Rley uses the Earley algorithm which is a general parsing algorithm that can handle any context-free grammar. Earley parsers can literally swallow anything that can be described by a context-free grammar. That's why Earley parsers find their place in so many NLP (Natural Language Processing) libraries/toolkits.

In addition, Rley goes beyond most Earley parser implementations by providing support for ambiguous parses. Indeed, it delivers the results of a parse as a Shared Packed Parse Forest (SPPF). A SPPF is a data structure that allows to encode efficiently all the possible parse trees that result from an ambiguous grammar.

As another distinctive mark, Rley is also the first Ruby implementation of a parsing library based on the new Grammar Flow Graph approach .

What it can do?

Maybe parsing algorithms and internal implementation details are of lesser interest to you and the good question to ask is "what Rley can really do?".

In a nutshell:

  • Rley can parse context-free languages that other well-known libraries cannot handle
  • Built-in support for ambiguous grammars that typically occur in NLP

In short, the foundations of Rley are strong enough to be useful in a large application range such as:

  • computer languages -e.g. Simple Regex Language - ,
  • artificial intelligence and
  • Natural Language Processing.

Features

  • Simple API for context-free grammar definition,
  • Allows ambiguous grammars,
  • Generates shared packed parse forests,
  • Accepts left-recursive rules/productions,
  • Provides syntax error detection and reporting.

Compatibility

Rley supports the following Ruby implementations:

  • MRI 2.5
  • MRI 2.6
  • MRI 2.7
  • JRuby 9.1+

Getting Started

Installation

Installing the latest stable version is simple:

$ gem install rley

A whirlwind tour of Rley

The purpose of this section is show how to create a parser for a minimalistic English language subset. The tour is organized as follows:

  1. Creating facade object of Rley library
  2. Defining the language grammar
  3. Creating a lexicon
  4. Creating a tokenizer
  5. Parsing some input
  6. Generating the parse tree

The complete source code of the example used in this tour can be found in the examples directory

Creating facade object of Rley library

    require 'rley' # Load Rley library

    # Let's create a facade object called 'engine'
    # It provides a unified, higher-level interface
    engine = Rley::Engine.new

Defining the language grammar

The subset of English grammar is based on an example from the NLTK book.

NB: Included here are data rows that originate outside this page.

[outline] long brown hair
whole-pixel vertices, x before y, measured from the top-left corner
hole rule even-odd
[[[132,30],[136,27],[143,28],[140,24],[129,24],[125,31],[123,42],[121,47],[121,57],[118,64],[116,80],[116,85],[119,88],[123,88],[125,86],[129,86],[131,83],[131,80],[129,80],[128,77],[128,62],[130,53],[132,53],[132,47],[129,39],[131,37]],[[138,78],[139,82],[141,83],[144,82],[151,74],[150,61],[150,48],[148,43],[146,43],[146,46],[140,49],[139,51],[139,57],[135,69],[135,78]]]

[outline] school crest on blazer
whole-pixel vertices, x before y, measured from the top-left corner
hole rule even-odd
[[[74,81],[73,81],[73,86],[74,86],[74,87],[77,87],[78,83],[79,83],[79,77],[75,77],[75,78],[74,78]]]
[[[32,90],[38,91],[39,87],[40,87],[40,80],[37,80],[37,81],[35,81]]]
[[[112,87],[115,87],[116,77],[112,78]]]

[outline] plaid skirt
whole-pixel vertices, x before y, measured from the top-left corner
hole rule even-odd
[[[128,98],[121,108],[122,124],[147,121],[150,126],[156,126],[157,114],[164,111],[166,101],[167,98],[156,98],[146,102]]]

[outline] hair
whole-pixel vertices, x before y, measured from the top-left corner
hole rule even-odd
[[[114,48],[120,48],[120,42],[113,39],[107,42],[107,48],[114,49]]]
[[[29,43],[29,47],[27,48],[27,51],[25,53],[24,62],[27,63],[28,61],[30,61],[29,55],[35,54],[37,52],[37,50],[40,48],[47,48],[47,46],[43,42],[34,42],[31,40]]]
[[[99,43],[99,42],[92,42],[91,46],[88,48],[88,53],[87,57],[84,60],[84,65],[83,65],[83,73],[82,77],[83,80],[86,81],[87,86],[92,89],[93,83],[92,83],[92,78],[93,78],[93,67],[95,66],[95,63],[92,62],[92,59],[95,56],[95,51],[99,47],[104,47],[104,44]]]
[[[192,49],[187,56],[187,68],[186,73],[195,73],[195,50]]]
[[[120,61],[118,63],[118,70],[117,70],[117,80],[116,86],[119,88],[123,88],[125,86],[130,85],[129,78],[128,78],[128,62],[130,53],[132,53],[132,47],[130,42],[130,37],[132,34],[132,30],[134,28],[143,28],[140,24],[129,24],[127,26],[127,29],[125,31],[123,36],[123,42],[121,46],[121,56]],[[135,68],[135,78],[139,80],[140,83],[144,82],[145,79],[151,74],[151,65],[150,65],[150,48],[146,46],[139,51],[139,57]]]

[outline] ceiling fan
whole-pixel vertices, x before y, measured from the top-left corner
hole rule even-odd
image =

    engine.build_grammar do
      # Terminal symbols (= word categories in lexicon)
      add_terminals('Noun', 'Proper-Noun', 'Verb')
      add_terminals('Determiner', 'Preposition')

      # Here we define the productions (= grammar rules)
      rule 'S' => 'NP VP'
      rule 'NP' => 'Proper-Noun'
      rule 'NP' => 'Determiner Noun'      
      rule 'NP' => 'Determiner Noun PP'
      rule 'VP' => 'Verb NP'      
      rule 'VP' => 'Verb NP PP'
      rule 'PP' => 'Preposition NP'
    end

Creating a lexicon

    # To simplify things, lexicon is implemented as a Hash with pairs of the form:
    # word => terminal symbol name
    Lexicon = {
      'man' => 'Noun',
      'dog' => 'Noun',
      'cat' => 'Noun',
      'telescope' => 'Noun',
      'park' => 'Noun',  
      'saw' => 'Verb',
      'ate' => 'Verb',
      'walked' => 'Verb',
      'John' => 'Proper-Noun',
      'Mary' => 'Proper-Noun',
      'Bob' => 'Proper-Noun',
      'a' => 'Determiner',
      'an' => 'Determiner',
      'the' => 'Determiner',
      'my' => 'Determiner',
      'in' => 'Preposition',
      'on' => 'Preposition',
      'by' => 'Preposition',
      'with' => 'Preposition'
    }.freeze

Creating a tokenizer

  require 'strscan'

    # A tokenizer reads the input string and converts it into a sequence of tokens.
    # Remark: Rley doesn't provide tokenizer functionality.
    # Highly simplified tokenizer implementation
    def tokenizer(aTextToParse)
      scanner = StringScanner.new(aTextToParse)
      tokens = []

      loop do
        scanner.skip(/\s+/)
        curr_pos = scanner.pos
        word = scanner.scan(/\S+/)
        break unless word

        term_name = Lexicon[word]
        raise StandardError, "Word '#{word}' not found in lexicon" if term_name.nil?
        pos = Rley::Lexical::Position.new(1, curr_pos + 1)
        tokens << Rley::Lexical::Token.new(word, term_name, pos)
      end

      return tokens
    end

More ambitious NLP applications will surely rely on a Part-of-Speech tagger instead of creating a lexicon and tokenizer from scratch. Here are a few Ruby Part-of-Speech gems:

Parsing some input

    input_to_parse = 'John saw Mary with a telescope'
    # Convert input text into a sequence of token objects...
    tokens = tokenizer(input_to_parse)
    result = engine.parse(tokens)

    puts "Parsing successful? #{result.success?}" # => Parsing successful? true

At this stage, we're done with parsing. What we need next are convenient means to exploit the parse result. As it is, the result variable in the last code snippet above is a data structure ("Earley item sets") that is highly depending on the intricate details of the Earley's parsing algorithm. Obviously, it contains all the necessary data to exploit the parsing results but it is rather low-level and inconvenient from a programming viewpoint. Therefore, Rley provides out of the box two convenient data structures for representing the parse outcome:

  • Parse tree (optimal when the parse is unambiguous)
  • Parse forest (a more sophisticated data structure that copes with ambiguity)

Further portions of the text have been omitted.